Under Colorado law, a special election must be held between 85 days and 100 days after a vacancy occurs. State law also requires special elections not to be held within 90 days of a general election.
The winner of the special election will represent the 4th District until January 2025, when the winner of the November general election, if a different individual from the special election winner, will assume the position.
Boebert Responds
During an online fundraising event, Ms. Boebert said Mr. Buck leaving early “is kind of swampy” and that aligning the special election and primary election “has a lot of potential to confuse voters.”
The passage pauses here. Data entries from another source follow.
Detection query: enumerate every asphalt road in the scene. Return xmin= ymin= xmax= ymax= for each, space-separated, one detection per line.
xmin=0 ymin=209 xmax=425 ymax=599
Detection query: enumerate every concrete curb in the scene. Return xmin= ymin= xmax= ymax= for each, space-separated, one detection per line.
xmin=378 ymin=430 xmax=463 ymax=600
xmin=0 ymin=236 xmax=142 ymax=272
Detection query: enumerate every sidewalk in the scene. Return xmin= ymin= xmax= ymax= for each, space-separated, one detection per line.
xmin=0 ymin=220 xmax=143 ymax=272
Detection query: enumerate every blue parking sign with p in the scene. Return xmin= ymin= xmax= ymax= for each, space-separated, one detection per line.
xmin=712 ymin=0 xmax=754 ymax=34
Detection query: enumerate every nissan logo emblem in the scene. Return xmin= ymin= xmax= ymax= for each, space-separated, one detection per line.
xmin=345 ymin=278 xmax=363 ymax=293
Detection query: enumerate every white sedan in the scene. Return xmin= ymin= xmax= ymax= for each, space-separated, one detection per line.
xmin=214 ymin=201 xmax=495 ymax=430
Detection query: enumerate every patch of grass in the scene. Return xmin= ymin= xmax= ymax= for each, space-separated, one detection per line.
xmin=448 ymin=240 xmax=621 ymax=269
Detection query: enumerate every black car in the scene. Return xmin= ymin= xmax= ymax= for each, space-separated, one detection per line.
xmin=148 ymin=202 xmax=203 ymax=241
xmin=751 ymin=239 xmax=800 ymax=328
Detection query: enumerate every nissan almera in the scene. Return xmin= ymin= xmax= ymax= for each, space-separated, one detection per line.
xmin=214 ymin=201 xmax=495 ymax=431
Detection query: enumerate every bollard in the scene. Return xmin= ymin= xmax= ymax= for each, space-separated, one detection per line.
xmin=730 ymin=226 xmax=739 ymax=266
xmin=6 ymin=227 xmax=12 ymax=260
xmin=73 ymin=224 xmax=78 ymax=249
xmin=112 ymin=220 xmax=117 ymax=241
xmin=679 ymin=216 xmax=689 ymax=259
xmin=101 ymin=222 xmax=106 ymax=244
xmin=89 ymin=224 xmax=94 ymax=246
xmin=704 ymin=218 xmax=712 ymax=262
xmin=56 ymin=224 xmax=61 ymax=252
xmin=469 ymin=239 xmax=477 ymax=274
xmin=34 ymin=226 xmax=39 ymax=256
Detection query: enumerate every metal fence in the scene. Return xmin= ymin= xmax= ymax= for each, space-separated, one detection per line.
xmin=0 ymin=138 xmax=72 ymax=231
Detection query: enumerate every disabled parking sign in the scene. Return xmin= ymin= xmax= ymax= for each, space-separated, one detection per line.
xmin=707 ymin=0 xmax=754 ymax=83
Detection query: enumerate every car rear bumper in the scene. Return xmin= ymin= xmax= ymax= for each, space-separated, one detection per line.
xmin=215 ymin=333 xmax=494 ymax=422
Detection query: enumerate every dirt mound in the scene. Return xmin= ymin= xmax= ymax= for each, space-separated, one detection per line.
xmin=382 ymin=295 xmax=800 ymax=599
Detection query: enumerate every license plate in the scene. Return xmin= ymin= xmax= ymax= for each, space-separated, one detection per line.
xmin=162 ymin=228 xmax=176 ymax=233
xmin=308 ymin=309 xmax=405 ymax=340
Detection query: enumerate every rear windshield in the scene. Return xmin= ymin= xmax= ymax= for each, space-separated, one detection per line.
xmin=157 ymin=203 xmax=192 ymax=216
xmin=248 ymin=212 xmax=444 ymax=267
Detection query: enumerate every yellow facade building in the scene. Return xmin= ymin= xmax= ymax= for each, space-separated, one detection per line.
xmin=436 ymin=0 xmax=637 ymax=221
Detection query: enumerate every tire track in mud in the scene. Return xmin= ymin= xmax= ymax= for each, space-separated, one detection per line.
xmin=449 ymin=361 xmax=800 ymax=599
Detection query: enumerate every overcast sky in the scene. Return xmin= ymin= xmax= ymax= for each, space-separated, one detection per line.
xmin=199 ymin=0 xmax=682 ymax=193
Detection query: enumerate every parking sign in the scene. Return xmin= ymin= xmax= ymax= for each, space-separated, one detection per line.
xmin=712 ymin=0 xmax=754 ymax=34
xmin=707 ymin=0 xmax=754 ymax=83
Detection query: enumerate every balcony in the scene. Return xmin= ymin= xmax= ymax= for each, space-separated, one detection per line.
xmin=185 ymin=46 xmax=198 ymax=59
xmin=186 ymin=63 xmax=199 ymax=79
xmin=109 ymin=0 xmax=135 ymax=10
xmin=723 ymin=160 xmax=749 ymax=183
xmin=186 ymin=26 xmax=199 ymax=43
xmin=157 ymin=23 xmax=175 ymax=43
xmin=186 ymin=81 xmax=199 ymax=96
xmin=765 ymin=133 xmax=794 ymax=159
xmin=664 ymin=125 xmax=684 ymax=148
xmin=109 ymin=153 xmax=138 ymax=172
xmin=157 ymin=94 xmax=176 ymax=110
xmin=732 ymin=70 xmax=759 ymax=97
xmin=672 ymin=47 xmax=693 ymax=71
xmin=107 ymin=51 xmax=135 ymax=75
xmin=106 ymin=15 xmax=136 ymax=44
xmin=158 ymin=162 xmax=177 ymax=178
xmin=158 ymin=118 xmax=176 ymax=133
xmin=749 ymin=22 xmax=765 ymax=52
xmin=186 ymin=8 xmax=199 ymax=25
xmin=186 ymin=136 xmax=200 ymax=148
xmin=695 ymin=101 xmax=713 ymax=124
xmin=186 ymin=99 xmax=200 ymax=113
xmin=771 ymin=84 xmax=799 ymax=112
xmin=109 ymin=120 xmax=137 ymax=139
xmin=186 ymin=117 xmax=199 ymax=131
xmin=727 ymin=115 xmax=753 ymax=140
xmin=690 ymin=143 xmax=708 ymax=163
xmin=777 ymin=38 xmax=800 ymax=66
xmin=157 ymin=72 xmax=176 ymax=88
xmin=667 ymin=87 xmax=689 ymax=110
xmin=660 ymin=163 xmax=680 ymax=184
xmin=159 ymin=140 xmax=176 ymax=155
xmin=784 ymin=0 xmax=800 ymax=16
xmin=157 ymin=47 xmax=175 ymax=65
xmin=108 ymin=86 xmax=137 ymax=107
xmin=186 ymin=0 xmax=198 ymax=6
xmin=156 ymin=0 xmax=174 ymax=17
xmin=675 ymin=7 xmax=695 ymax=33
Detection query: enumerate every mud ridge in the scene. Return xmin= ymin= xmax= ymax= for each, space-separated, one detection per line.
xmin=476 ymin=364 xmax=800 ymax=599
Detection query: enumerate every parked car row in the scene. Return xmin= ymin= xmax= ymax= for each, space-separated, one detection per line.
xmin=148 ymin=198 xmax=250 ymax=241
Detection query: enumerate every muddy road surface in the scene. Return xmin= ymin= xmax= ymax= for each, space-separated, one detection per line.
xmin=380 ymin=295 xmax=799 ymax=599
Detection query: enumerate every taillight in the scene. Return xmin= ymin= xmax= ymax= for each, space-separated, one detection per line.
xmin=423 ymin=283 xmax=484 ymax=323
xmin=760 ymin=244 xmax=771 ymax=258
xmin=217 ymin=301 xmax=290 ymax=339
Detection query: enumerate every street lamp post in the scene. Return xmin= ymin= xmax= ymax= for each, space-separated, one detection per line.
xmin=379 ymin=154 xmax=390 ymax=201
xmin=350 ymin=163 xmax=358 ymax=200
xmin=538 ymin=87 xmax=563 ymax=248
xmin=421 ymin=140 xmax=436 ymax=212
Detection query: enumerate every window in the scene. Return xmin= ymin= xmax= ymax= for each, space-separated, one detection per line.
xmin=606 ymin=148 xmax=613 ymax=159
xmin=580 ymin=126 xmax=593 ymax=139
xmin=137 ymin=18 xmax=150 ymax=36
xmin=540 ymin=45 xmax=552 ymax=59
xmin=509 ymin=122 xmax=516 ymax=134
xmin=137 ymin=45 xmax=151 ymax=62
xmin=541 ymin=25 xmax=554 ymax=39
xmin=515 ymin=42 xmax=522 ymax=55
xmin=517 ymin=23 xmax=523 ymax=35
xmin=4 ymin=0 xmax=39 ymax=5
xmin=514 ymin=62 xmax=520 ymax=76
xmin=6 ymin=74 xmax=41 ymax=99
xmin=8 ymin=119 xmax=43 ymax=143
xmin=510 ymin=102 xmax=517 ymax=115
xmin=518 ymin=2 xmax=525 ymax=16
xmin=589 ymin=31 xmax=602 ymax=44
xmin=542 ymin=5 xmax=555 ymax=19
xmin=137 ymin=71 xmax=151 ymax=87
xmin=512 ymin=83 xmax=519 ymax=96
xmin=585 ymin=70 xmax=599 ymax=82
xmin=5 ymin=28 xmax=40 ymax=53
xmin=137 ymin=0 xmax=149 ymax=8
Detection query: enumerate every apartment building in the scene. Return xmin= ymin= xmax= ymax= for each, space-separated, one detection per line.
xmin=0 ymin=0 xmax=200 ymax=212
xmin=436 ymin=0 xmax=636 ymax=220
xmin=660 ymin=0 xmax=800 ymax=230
She said later that she’s “not making any official statement of what I’m doing” in the special election and that she’s concerned about opening up a possible vacancy in her district. She prefers local Republicans pick a person who is not running in the primary and that person fill the vacancy that occurs when Mr. Buck resigns.
“We’re all figuring this out,” Ms. Boebert said. “We’re talking to the vacancy committee, seeing what their plan is, seeing if they have someone who’s not a candidate who’s going to run in the special.”
The crowded primary for the 4th district seat includes about a dozen Republicans.
Ms. Boebert currently represents Colorado’s 3rd Congressional District. Under redistricting, that district has shifted from deep red towards the middle. It now has about 7 percent more Republicans than Democrats, according to the Colorado Independent Redistricting Commission.
The 4th district leans much more heavily towards Republicans. It has about 19.5 percent more Republicans than Democrats.
Switching districts is “the right move for me personally, and it’s the right decision for those who support our conservative movement,” Ms. Boebert said in 2023 while announcing the move.
“Since the first day I ran for public office, I promised I would do whatever it takes to stop the socialists and communists from taking over our country. That means staying in the fight,” she also said.
Why Buck Resigned
Mr. Buck had said he would be leaving Congress at the end of his term, but his abrupt resignation before the term ended triggered a special election and shrank the GOP majority in the lower chamber to just five seats. He said he feels the House has become dysfunctional and indicated that he is set to get a new job.
“I think there’s a job out there that I want to go do,” Mr. Buck said. He added, “I think we need to change our electoral laws here and I have a passion for that and I am going to lead and I am going to find the right organization to join and I’m going to start working on that issue.”
Mr. Polis said that Mr. Buck “has shown his deep commitment” to improving public safety and serving the nation.
State Rep. Richard Holtorf, a Republican running to represent the 4th district, said the abrupt resignation was “another selfish move by Congressman Buck who has long forgotten about his role as a federal representative and Republican leader in Colorado.”
“The only upside to this decision,” he added later, “is that Ken Buck will no longer have the ability to cast a vote for the Democrats or a vote against the will of the good people of the 4th District.”